Je vais vous présenter ce qu'est le photopoème et à quoi il renvoie historiquement, pourquoi l'association texte/image m'intéresse enfin, j'essaierai de donner quelques pistes sur ma démarche photographique et poétique.

 

Le photopoème se compose d'un titre, d'une ou plusieurs photographies, d'un poème. C'est l'assemblage de parties appartenant à deux médias d'essence différente :

 

le langage du langage et le langage de l'image.

Cela n'a pas toujours été le cas. Cette étrangeté entre image et texte n'a pas toujours existé dans l'histoire occidentale.

 

A la Renaissance, une pratique existe dans la culture savante, la pratique de l'emblème qui associait une gravure, un texte et un titre. Dans l'emblème, l'image est nommée le corps, le texte, l'âme !

Cette pratique va durer presque 150 ans.

Au début de son apparition (vers 1520 environ) l'emblème met en scène une théorie qui va être centrale dans l'histoire des arts à cette époque, la théorie de l'ut pictura poiesis, que l'on peut traduire par « comme la peinture la poésie ». Pour composer une peinture/ un texte, on doit se mettre la scène sous les yeux, une théorie reprise des grecs et des latins.

Dans un jeu d'échos, de correspondances, de symboles reprenant la mythologie gréco-latine et toute la culture savante de l'époque entre textes, image et titre, l'emblème met en scène une représentation du monde où tout est relié, où tout se renvoie, où il n'y a pas de rupture entre cosmos et société, art et vie de l'honnête homme, où règles de vie et règles esthétiques procèdent de la même source.

C'est la conception de l'anima mundi, l'âme du monde, représentatif de l'humanisme cosmique, une expression entre autres de Mohammed Taleb, que l'on va retrouver dans les mouvements romantiques anglais, allemands, américains et toute une conception écologiste, parallèle à l'humanisme qui va dominer ensuite, celui qui va faire du cogito cartésien le nœud central et amorcer le désenchantement du monde.

Cette âme du monde n'irrigue pas seulement les milieux intellectuels mais également toutes les campagnes.
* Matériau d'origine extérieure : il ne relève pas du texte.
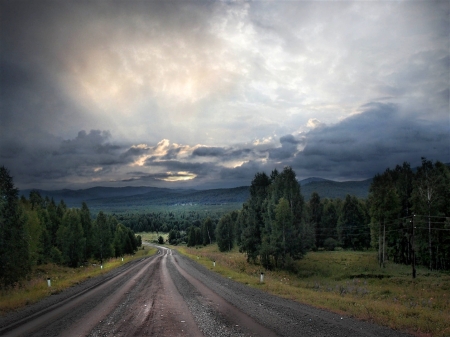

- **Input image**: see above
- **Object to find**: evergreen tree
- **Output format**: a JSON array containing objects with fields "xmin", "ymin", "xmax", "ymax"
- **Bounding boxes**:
[
  {"xmin": 94, "ymin": 211, "xmax": 114, "ymax": 264},
  {"xmin": 338, "ymin": 195, "xmax": 370, "ymax": 250},
  {"xmin": 216, "ymin": 213, "xmax": 234, "ymax": 252},
  {"xmin": 56, "ymin": 209, "xmax": 86, "ymax": 267},
  {"xmin": 0, "ymin": 166, "xmax": 31, "ymax": 286}
]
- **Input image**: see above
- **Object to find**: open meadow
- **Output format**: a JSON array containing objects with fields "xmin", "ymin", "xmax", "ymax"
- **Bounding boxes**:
[
  {"xmin": 0, "ymin": 247, "xmax": 157, "ymax": 316},
  {"xmin": 174, "ymin": 245, "xmax": 450, "ymax": 337}
]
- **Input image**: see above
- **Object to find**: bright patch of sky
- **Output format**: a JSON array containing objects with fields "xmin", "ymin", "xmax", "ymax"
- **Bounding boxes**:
[{"xmin": 0, "ymin": 1, "xmax": 450, "ymax": 188}]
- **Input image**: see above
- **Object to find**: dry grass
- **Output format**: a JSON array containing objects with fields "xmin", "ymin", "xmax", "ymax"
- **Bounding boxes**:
[
  {"xmin": 176, "ymin": 246, "xmax": 450, "ymax": 337},
  {"xmin": 0, "ymin": 247, "xmax": 156, "ymax": 315}
]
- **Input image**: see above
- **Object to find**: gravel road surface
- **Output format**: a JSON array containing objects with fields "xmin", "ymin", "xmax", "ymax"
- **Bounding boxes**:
[{"xmin": 0, "ymin": 247, "xmax": 408, "ymax": 337}]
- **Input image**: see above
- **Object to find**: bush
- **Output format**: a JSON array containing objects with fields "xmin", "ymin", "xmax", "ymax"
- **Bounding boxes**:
[{"xmin": 323, "ymin": 238, "xmax": 339, "ymax": 251}]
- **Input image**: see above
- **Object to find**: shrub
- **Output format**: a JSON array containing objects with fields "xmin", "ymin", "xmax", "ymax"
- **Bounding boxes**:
[{"xmin": 323, "ymin": 238, "xmax": 339, "ymax": 251}]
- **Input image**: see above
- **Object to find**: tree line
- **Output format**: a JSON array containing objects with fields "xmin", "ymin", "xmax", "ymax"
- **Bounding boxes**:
[
  {"xmin": 216, "ymin": 158, "xmax": 450, "ymax": 270},
  {"xmin": 216, "ymin": 167, "xmax": 370, "ymax": 269},
  {"xmin": 0, "ymin": 167, "xmax": 141, "ymax": 286},
  {"xmin": 369, "ymin": 158, "xmax": 450, "ymax": 273}
]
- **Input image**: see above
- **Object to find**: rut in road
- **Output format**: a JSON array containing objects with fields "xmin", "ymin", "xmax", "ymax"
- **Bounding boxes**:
[{"xmin": 0, "ymin": 247, "xmax": 414, "ymax": 337}]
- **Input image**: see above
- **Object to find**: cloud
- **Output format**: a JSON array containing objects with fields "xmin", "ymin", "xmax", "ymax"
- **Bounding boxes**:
[
  {"xmin": 192, "ymin": 146, "xmax": 225, "ymax": 157},
  {"xmin": 0, "ymin": 1, "xmax": 450, "ymax": 188},
  {"xmin": 291, "ymin": 102, "xmax": 450, "ymax": 180}
]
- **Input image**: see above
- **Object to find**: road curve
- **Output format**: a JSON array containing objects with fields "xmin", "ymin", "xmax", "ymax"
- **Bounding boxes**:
[{"xmin": 0, "ymin": 247, "xmax": 412, "ymax": 337}]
L'humanisme du cogito va supplanter l'humanisme cosmique par le massacre des sorcières, les guerres de religion.

Progressivement, cette théorie de l'ut pictura poiesis va évoluer de la mimesis à la représentation, vers une séparation des arts, une spécialisation des activités humaines et leur classification.
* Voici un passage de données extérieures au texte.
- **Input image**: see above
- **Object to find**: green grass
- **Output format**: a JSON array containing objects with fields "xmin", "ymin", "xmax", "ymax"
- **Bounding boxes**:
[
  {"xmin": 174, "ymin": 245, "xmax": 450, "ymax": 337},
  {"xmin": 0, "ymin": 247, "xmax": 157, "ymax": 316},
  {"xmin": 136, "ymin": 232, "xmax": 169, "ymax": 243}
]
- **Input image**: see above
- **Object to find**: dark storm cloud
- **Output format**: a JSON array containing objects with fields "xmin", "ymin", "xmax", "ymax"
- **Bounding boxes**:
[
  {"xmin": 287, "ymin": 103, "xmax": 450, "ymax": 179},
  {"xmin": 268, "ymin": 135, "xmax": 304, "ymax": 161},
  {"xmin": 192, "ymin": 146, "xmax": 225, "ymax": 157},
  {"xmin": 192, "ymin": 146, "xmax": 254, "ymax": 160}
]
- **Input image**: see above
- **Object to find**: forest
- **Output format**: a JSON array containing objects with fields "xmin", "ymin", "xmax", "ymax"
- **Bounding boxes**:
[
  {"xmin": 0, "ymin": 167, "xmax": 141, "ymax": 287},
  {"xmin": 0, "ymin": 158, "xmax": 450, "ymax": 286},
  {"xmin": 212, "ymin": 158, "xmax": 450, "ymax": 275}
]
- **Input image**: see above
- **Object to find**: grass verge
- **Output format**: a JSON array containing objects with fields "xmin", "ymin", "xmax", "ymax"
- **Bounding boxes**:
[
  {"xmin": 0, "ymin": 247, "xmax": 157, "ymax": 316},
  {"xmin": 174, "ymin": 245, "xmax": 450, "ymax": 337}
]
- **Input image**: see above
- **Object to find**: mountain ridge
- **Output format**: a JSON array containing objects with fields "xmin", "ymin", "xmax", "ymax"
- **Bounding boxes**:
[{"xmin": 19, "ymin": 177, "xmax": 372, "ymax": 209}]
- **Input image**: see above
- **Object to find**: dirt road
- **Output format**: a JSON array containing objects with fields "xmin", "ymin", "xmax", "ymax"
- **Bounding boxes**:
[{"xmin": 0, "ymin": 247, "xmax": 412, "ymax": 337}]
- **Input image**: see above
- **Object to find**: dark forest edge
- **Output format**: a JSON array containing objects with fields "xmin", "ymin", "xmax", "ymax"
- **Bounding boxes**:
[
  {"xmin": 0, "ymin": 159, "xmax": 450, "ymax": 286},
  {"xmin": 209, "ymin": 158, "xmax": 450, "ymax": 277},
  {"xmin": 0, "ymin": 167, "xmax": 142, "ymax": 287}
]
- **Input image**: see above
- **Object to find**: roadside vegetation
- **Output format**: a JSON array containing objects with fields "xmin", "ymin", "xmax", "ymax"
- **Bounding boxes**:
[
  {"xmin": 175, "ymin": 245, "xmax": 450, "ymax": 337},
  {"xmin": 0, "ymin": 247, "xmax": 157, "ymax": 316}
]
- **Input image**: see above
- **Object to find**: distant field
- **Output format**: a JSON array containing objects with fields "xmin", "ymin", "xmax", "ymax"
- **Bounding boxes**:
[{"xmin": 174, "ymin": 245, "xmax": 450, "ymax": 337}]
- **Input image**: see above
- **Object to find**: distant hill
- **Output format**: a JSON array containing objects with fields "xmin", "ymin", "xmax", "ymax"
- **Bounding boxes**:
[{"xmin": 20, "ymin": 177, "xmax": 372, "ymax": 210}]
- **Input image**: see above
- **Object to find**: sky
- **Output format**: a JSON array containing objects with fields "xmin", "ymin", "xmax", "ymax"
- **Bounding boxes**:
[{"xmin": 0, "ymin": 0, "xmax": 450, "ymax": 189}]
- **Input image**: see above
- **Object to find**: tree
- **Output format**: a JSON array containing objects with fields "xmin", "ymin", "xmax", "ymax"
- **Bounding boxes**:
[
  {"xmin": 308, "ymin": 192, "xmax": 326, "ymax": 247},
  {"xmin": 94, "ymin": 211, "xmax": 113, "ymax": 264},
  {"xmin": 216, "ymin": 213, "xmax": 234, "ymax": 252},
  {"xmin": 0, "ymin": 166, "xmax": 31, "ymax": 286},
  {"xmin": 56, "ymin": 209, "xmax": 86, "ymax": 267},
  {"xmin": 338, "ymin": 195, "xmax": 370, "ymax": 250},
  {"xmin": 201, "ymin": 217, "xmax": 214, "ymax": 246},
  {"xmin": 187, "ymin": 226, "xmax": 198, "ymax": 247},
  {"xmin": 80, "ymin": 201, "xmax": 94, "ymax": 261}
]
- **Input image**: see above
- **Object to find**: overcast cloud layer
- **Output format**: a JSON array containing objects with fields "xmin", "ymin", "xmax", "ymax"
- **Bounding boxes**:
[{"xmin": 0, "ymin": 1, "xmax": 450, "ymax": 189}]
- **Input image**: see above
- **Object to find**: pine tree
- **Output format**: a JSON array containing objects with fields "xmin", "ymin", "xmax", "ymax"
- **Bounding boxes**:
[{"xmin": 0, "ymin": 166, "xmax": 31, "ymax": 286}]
L'image, prohibée ou célébrée, va être dévolue à un rôle éducatif et moral, pour contenir la pluralité des interprétations à un certain nombre de significations et à elles seules.

La doctrine chrétienne est la seule doctrine monothéiste à faire de l'image l'emblême de son pouvoir et l'instrument de toutes ses conquêtes, comme l'écrit Marie-José Mandzain.

Celui qui s'empare des visibilités est le maître. On croit, on apprend, on informe, on transmet par l'image. Depuis 2001, on est rentré dans une crise du visible, avec le spectacle de la mort de l'image dans l'image de la mort donné par le criminel inconoclaste, selon l'expression de Marie-José Mandzain. Depuis le 7 janvier 2015, on peut reprendre cette expression pour la France...

 

1662 : arrêt de l'emblème. C'est aussi la date de la sortie de la Logique de Port Royal qui va théoriser le langage sous la forme d'une adéquation totale entre mot et chose, sans possibilité de "jeu". C'est une théorie du discours qui va naître, la possibilité de la science, de la linguistique comme science, au prix de l'exclusion de la parole.

 

L'emblème est au carrefour de l'histoire politique et esthétique.